|
MORE ABOUT FINDING AND STUDIES ON AGING AND IQ
The finding about aging and IQ has been demonstrated repeatedly: people who have a complex life-style, who have compelling interests, activities, and - just as important - meaningful, stimulating contact with other people tend, if anything, to increase their scores on the first part of the IQ test. When crystallized intelligence does decline after age fifty, or seventy, it is often because our lives have become less stimulating - through illness, or lack of opportunity, or losing interest in learning new things.
Unfortunately, the findings are not so upbeat for fluid intelligence. This type of intelligence does begin to decline rapidly and quite early, by our late twenties or early thirties. The main reason is loss of speed. As we get older we get slower, not so much in how fast we move, but in how fast we think. The gradual loss in fluid intelligence begins right after we reach adulthood. But it only becomes a real problem in some limited situations by about midlife.
For instance, an air-traffic controller may notice his performance at work getting worse by his early forties. His job depends on split-second decisions, and so his skill is likely to be affected a good deal by age. Luckily, relatively little of what most of us do depends on analyzing ever-changing information very fast. The few minutes or seconds of decision-making time we lose is usually more than offset by our crystallized intelligence - the knowledge and experience we also accumulate over the years.
Let\'s illustrate the fluid/crystallized difference by placing odds on a twenty-five-year-old lawyer versus his sixty-year-old opposing attorney to win a court case. The young lawyer, with his fluid intelligence at its peak, could reason and write faster. But our betting odds should be on the seasoned veteran. He is at a clear advantage because of his greater crystallized intelligence, his years of experience in what to research and how best to argue the case.
A study of 150 members of the 1973-74 Vermont legislature makes just this point. Although the younger legislators proposed about twice as many bills, an older legislator\'s chance of getting a given proposal passed was more than twice as great. The slower production rate of the older legislators was easily counterbalanced by the gift that being older conferred: knowing how to prepare legislation better and understanding which types of bills would pass.

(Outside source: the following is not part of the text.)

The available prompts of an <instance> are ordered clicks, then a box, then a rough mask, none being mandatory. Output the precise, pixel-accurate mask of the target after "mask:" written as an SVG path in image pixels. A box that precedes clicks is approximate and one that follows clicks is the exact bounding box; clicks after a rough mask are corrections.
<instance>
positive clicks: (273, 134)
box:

There is a physical basis for our gradual loss of fluid intelligence. Our brain cells (neurons) do not send signals and communicate with one another as quickly as they once did. So it takes us more time to process information, from a few milliseconds to a few seconds longer depending on our age, our individual capacities, and the complexity of what we are asked to do. But though this decline is biological, there is an encouraging physical basis for the fact that crystallized intelligence can increase almost to the end of life.